Bisnis.com, BATU - Pernyaluran kredit BPR/S (Bank Perkreditan Rakyat dan BPR Syariah)di Jatim pada posisi Oktober 2019 tumbuh 9,5 persen secara year on year (yoy), lebih tinggi dari rerata perrtumbuhan kredit perbankan yang mencapai 4,04 persen (yoy).
Kepala OJK Regional 4 Jawa Timur, Heru Cahyono mengatakan volume usaha BPR/S di Jawa Timur tumbuh 9,88% (yoy), DPK tumbuh 10,81% (yoy) dan kredit tumbuh 9,50% (yoy).
“BPR/S di wilayah kerja OJK Regional 4 Jawa Timur mengalami pertumbuhan yang jauh lebih signifikan dengan pertumbuhan volume usaha, DPK dan kredit masing-masing sebesar 11,58% (yoy), 13,36% (yoy) dan 11,50% (yoy),” katanya pada Evaluasi Kinerja BPR/S Semester II Tahun 2019, di Batu, Jumat (13/12/2019).
Perkembangan perbankan di Jawa Timur, kata dia, mengalami pertumbuhan yang positif sampai dengan posisi Oktober 2019, tercermin dari pertumbuhan volume usaha (aset) perbankan yang mencapai sebesar 7,73% (yoy).
Sementara itu, DPK dan kredit perbankan di Jawa Timur masing-masing tercatat tumbuh sebesar 7,64% dan 4,04% (yoy).
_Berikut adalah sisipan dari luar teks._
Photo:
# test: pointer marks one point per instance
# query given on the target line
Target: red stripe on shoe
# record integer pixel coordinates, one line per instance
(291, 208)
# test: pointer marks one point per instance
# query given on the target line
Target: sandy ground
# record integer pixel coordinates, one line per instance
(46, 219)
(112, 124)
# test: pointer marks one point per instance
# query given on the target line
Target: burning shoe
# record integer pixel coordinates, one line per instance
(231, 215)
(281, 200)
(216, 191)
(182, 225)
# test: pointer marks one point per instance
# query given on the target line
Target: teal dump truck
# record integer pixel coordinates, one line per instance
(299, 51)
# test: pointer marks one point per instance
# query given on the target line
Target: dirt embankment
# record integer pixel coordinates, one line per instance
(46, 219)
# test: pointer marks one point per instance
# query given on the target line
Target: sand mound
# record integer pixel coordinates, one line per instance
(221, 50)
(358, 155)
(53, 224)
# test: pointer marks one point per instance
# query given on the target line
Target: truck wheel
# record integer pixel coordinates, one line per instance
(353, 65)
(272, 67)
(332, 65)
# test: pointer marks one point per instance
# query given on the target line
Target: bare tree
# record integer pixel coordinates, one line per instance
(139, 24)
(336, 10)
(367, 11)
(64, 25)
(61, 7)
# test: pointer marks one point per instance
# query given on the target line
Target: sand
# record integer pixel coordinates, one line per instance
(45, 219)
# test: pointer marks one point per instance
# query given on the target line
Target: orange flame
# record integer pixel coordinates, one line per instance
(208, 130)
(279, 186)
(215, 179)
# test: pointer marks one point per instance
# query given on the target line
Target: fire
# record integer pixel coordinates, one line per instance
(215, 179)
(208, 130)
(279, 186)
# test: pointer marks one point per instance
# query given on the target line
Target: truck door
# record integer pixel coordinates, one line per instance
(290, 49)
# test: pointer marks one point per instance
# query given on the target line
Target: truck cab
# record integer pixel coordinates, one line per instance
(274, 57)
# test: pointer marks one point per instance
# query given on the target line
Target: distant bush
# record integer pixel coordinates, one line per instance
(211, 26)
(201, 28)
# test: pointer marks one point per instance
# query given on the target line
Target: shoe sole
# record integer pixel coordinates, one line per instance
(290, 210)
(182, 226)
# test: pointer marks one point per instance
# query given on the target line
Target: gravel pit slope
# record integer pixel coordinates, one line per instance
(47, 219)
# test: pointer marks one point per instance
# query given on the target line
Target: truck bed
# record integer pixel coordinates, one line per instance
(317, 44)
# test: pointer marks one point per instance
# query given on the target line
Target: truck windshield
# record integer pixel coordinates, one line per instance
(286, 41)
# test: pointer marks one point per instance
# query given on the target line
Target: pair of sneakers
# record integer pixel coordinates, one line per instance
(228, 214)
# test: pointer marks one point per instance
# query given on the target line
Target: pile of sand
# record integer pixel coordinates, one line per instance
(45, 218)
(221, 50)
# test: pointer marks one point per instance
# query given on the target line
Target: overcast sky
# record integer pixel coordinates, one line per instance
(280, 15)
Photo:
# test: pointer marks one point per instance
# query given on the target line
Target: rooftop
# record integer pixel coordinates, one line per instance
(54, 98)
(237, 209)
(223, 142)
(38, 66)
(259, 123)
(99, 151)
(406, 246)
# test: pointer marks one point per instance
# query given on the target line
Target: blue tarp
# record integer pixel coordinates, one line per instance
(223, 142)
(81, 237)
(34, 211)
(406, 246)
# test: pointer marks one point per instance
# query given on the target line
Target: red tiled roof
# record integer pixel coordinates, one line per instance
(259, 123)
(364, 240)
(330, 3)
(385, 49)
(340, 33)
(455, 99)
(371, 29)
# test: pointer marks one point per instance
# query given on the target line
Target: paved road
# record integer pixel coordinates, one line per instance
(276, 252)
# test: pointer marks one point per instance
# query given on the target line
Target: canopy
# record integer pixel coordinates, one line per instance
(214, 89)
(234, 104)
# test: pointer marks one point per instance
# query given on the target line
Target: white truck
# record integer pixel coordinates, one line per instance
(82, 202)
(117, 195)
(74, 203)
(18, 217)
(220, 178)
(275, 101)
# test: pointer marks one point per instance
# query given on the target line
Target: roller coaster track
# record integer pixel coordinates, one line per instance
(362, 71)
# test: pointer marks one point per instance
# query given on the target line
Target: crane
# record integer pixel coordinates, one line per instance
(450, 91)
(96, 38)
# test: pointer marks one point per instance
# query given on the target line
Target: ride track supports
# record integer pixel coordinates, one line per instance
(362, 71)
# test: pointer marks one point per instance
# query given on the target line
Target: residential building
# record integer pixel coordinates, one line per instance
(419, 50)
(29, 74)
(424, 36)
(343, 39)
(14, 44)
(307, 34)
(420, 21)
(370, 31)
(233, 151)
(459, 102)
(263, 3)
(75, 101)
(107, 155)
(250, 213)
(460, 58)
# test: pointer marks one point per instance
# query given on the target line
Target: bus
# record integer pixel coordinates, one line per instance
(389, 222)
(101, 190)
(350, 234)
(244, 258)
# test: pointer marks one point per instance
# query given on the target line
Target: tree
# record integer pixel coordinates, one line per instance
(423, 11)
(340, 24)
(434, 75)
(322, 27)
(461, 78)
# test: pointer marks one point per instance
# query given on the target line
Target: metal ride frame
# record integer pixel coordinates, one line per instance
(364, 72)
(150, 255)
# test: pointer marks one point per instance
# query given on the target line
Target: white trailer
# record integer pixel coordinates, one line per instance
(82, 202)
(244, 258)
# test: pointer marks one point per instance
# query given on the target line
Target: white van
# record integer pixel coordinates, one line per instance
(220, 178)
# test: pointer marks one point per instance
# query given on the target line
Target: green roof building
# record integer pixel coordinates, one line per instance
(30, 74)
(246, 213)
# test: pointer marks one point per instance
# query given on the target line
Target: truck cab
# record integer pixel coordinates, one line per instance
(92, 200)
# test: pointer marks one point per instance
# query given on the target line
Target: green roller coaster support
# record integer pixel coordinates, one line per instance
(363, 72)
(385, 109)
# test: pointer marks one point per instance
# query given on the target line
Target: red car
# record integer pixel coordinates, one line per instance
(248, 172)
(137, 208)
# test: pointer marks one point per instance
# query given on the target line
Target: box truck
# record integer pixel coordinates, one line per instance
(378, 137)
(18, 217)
Khusus volume usaha dan DPK, pertumbuhannya lebih tinggi dari pertumbuhan perbankan Nasional yang masing-masing sebesar 6,06% dan 6,39%.
Untuk kredit, pertumbuhan perbankan nasional masih lebih tinggi yakni sebesar 6,63%. Pertumbuhan perbankan Jawa Timur didorong a.l oleh perkembangan industri BPR/S di Jawa Timur dengan pertumbuhan yang lebih signifikan dibandingkan perbankan Jawa Timur.
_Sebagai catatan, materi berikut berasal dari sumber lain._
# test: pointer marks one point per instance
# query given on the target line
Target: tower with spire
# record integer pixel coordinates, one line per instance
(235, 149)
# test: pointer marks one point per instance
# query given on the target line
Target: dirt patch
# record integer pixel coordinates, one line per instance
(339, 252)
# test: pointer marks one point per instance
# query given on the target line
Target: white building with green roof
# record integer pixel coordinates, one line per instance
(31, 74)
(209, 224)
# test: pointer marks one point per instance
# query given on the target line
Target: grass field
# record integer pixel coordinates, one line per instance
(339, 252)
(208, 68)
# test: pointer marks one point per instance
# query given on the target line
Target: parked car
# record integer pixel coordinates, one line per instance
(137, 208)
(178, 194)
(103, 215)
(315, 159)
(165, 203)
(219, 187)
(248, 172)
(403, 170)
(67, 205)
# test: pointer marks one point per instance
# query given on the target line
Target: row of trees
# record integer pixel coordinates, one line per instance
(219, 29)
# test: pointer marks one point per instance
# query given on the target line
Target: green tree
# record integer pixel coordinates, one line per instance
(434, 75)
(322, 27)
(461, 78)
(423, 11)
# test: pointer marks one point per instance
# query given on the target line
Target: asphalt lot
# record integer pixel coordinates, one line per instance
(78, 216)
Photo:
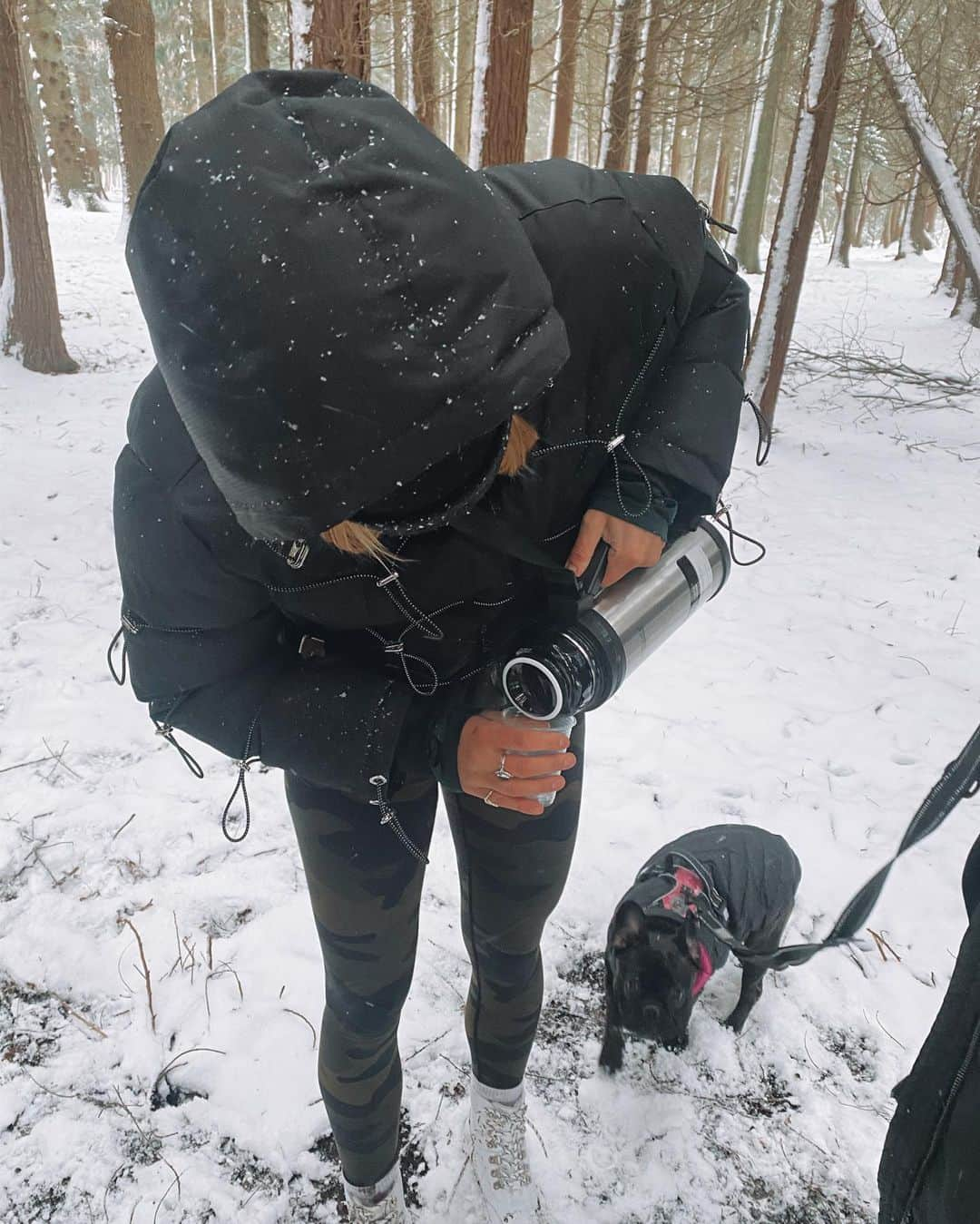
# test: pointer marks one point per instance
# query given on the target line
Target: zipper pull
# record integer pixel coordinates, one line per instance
(710, 220)
(389, 817)
(298, 553)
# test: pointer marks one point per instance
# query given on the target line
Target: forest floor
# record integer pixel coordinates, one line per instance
(820, 697)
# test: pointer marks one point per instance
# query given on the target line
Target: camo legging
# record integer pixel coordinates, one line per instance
(365, 889)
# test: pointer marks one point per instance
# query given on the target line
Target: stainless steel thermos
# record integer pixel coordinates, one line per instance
(580, 667)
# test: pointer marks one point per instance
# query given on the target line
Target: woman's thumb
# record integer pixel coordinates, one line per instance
(590, 534)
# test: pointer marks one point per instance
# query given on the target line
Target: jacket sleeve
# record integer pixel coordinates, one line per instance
(687, 428)
(210, 654)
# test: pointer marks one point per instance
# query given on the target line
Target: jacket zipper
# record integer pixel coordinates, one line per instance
(972, 1052)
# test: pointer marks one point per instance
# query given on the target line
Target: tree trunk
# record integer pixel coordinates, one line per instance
(256, 34)
(73, 176)
(481, 64)
(464, 90)
(90, 135)
(794, 224)
(28, 298)
(564, 87)
(919, 235)
(958, 281)
(397, 52)
(756, 189)
(132, 54)
(677, 143)
(201, 43)
(720, 192)
(865, 189)
(621, 97)
(927, 141)
(329, 34)
(773, 14)
(506, 83)
(424, 63)
(35, 115)
(905, 239)
(220, 56)
(843, 235)
(647, 87)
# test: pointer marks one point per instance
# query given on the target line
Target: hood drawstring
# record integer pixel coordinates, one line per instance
(618, 442)
(243, 765)
(389, 817)
(167, 731)
(118, 676)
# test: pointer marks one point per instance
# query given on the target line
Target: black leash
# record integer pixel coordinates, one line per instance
(961, 779)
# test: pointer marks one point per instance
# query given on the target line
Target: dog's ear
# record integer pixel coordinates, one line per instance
(629, 925)
(691, 936)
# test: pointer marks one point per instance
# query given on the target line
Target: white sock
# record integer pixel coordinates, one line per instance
(497, 1096)
(368, 1196)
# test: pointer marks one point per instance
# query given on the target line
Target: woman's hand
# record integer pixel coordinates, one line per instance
(632, 547)
(487, 739)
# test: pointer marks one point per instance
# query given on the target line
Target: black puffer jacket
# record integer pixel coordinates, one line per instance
(336, 302)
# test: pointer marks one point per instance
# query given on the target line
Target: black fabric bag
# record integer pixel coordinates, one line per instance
(930, 1169)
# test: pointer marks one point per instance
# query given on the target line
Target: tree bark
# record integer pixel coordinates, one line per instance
(677, 143)
(905, 237)
(564, 86)
(843, 235)
(330, 34)
(647, 87)
(256, 34)
(506, 83)
(424, 64)
(220, 56)
(73, 176)
(28, 298)
(919, 234)
(621, 99)
(464, 88)
(864, 188)
(131, 35)
(754, 184)
(201, 44)
(37, 115)
(926, 139)
(794, 224)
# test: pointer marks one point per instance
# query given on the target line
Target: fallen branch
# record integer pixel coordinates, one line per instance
(125, 922)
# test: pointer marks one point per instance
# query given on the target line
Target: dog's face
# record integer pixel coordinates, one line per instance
(653, 970)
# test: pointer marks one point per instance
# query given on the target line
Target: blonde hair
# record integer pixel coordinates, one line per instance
(358, 540)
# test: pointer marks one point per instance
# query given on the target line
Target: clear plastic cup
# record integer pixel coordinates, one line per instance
(563, 723)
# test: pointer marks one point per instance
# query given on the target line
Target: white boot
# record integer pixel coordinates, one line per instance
(498, 1139)
(381, 1203)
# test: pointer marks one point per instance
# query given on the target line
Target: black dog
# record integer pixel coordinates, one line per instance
(661, 954)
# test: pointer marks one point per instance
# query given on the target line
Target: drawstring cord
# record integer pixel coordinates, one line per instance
(389, 817)
(118, 676)
(765, 431)
(723, 515)
(243, 765)
(618, 442)
(167, 731)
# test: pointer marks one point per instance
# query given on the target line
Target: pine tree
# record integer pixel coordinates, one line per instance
(131, 34)
(30, 321)
(73, 176)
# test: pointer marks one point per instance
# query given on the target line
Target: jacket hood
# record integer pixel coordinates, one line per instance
(336, 301)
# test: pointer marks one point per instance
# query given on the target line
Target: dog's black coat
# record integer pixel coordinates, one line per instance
(660, 954)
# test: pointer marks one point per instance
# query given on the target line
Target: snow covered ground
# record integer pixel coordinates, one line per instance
(818, 697)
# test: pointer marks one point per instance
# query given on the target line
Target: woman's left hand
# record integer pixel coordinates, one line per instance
(632, 547)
Dia mengingatkan bahwa industri BPR/S harus selalu mengutamakan prinsip kehati-hatian dalam melakukan ekspansi usaha dan berharap agar target rasio NPL sebesar 4,17% yang telah ditetapkan dalam Rencana Bisnis Bank tahun 2019 dapat dicapai oleh industri BPR/S.
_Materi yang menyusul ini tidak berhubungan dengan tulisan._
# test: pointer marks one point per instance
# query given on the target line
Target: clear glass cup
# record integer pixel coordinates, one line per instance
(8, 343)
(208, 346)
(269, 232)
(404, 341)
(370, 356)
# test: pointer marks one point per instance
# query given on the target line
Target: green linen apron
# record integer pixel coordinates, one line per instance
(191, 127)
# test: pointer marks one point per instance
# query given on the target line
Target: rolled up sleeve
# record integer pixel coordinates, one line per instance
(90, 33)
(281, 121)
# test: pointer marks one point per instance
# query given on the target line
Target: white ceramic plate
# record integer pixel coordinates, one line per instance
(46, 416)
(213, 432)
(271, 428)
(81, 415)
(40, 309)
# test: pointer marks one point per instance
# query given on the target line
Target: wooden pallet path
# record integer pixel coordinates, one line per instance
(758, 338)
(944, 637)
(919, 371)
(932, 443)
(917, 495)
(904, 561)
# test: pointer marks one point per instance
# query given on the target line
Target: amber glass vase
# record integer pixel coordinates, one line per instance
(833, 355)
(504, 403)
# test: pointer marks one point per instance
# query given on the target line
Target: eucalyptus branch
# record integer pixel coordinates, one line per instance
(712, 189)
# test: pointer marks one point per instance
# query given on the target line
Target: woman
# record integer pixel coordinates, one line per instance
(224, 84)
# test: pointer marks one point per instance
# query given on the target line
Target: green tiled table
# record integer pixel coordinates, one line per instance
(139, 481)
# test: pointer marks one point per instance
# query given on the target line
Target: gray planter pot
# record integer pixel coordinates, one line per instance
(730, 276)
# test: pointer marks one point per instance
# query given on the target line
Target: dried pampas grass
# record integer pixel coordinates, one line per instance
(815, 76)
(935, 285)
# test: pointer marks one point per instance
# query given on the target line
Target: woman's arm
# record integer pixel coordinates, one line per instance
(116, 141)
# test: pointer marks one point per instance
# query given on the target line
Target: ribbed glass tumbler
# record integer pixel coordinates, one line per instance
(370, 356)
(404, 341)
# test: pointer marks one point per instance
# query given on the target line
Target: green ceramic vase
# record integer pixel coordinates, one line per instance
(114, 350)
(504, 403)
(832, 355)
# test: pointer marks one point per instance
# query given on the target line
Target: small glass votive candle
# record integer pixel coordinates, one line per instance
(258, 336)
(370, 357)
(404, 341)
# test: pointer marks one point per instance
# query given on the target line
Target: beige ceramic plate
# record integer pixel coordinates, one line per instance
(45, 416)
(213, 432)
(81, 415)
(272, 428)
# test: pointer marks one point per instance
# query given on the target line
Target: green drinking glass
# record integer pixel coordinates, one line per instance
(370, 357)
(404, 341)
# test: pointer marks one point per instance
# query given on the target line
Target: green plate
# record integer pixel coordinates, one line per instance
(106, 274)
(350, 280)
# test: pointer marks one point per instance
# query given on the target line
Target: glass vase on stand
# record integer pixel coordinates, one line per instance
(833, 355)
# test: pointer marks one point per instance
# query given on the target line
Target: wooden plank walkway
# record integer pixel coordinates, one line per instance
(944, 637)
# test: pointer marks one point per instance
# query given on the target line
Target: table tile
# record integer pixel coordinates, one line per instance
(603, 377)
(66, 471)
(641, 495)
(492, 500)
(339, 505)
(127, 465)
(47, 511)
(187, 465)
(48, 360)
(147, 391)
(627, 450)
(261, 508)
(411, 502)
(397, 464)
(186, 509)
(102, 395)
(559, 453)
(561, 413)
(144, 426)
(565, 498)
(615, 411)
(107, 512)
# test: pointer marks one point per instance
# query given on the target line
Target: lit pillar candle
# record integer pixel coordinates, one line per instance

Tantangan dan tingkat kompetisi yang dihadapi oleh industri BPR/S saat ini, ujar dia, cenderung semakin ketat dengan berkembangnya perusahaan Fintech, Lembaga Keuangan Mikro (LKM), Koperasi dan BMT, serta layanan LAKU PANDAI dan program KUR dengan bunga 6% mulai Januari 2020.
Dalam rangka menghadapi hal tersebut, OJK berharap agar BPR/S di Jawa Timur selalu dapat menemukan peluang yang ada di balik tantangan tersebut. "Di era disrupsi ekonomi saat ini, kita semua harus agile (tangkas/cekatan) dan mampu melakukan shifting (perubahan) agar dapat tetap bisa bertahan dalam industri."
Revolusi industri 4.0 telah merubah paradigma masyarakat dan transformasi digital telah memasuki seluruh sendi kehidupan masyarakat, sehingga mampu merubah gaya hidup.Kemudahan dan kecepatan dalam memperoleh layanan sudah menjadi tuntutan dan kebutuhan masyarakat saat ini, terutama bagi generasi millennial.
Ini semua adalah peluang yang harus ditangkap oleh BPR/S sehingga inovasi dan kreativitas yang tinggi dalam mengembangkan produk dan layanan perbankan merupakan faktor yang sangat menentukan keberhasilan BPR/S dalam memanfaatkan peluang-peluang tersebut.
Heru Cahyono menambahkan bahwa BPR/S memiliki berbagai kendala untuk melakukan transformasi digital. Biaya investasi dan operasional yang tinggi serta kesiapan SDM adalah permasalahan utama yang harus diselesaikan oleh BPR/S di tengah kendala keterbatasan modal dan dukungan Pemegang Saham.
Untuk mengatasi kendala-kendala tersebut, BPR/S dapat melakukan kolaborasi dengan mengembangkan platform bersama (platform based), baik dengan sesama BPR/S dalam satu industri, maupun berkolaborasi dengan bank umum atau lembaga jasa keuangan lainnya seperti Fintech.
Hal itu penting karena sinergi dan kolaborasi merupakan salah satu kunci utama keberhasilan perusahaan untuk dapat survive dalam era disrupsi.